Tuck tweaked Cade’s collar back. “That if you give me an inch, I’m going to take a mile.”

Now
. Tuck dropped the chunk of ice, concealed in his palm for just this occasion, down Cade’s back and jumped away before Cade could finish convulsing and smack him.

That would’ve been good. What happened was even better: Cade
laughed
, a real laugh, even if it held more than a thin edge of surprise. He twisted his shoulders and swiveled his hips. “You—little—shit!” He pivoted fully in his chair and stood to untuck his shirt and shake out the melting, freezing ice.

“Champion!” Tuck raised his arms in the victor’s salute while Megan and Hannah rocked with laughter.

“Oh God,” Megan said, tears in her eyes. “Cade, you should have seen your face!”

“You think that’s funny, do you?”

“I really do.”

Cade scowled. He bent to pick up the ice and dropped it down Tuck’s shirt front. He pressed his hand to the ice and rubbed hard, sending Tuck yelping and wriggling to and fro.

Tuck grinned up at Cade, as cheeky as he could possibly be.

“You,” Cade said, the rest of the world and all fading out around them, leaving nothing but Cade in his line of sight. “You’re unbelievable. You do know that.” He drew his thumb over Tuck’s cheekbone. “And you never do change.”

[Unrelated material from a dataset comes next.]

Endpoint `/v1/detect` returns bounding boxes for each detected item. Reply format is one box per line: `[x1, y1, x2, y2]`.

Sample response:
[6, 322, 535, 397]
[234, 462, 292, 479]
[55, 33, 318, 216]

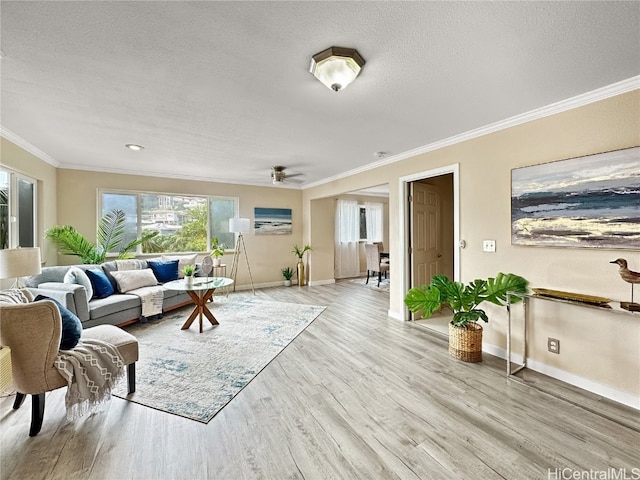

“I am what I am,” Tuck said. “Don’t be surprised when I prove it.” He loosely encircled Cade’s waist and coaxed the man back down on the step beside him. Sitting thus, they mirrored the pose Hannah and Megan had subsided into. “So. How pissed are you?”

Cade’s glare was so clearly feigned that it delighted Tuck. “I’m still deciding.”

Pure instinct moved Tuck to brush Cade’s lips with his own. Not much of a kiss, more of a tease, but the way Cade reacted couldn’t have been better: a quick smile he couldn’t hide and that
did
reach his eyes.

It must have looked as cozy as it felt, being in Cade’s arms. Like lovers ought to be. Funny, that, when Cade was saying, “You never change. Can anyone? Really? I mean, I try, and I try, but—” He shut his mouth with a snap, shook his head, and subsided into the thoughtfulness of a tangled mind.

Tuck told himself it didn’t matter, as long as he had Cade in his arms; he’d take what came next as it came.

Thomas sat just beyond them. Part of the crowd but not at the heart of it. Tuck nodded at him, once.

Thomas did the same, but with eyes for Cade and Cade alone, not Tuck.

Ten years past time he did something about that too, Tuck thought. But later. Right now, Megan squirmed out of Hannah’s arms and turned around to kneel on one of the veranda steps. Best pay attention.

“Now?” she asked Hannah.

“No patience,” Hannah chided her. She kissed Megan’s temple. “Okay, okay. For starters, and since we all have fine crystal at hand—” Hannah lifted her glass. “I wanted to say thank you.”

Tuck glanced at Cade and found Cade glancing back; Cade’s forehead was furrowed the way Tuck’s felt to be. “For what?”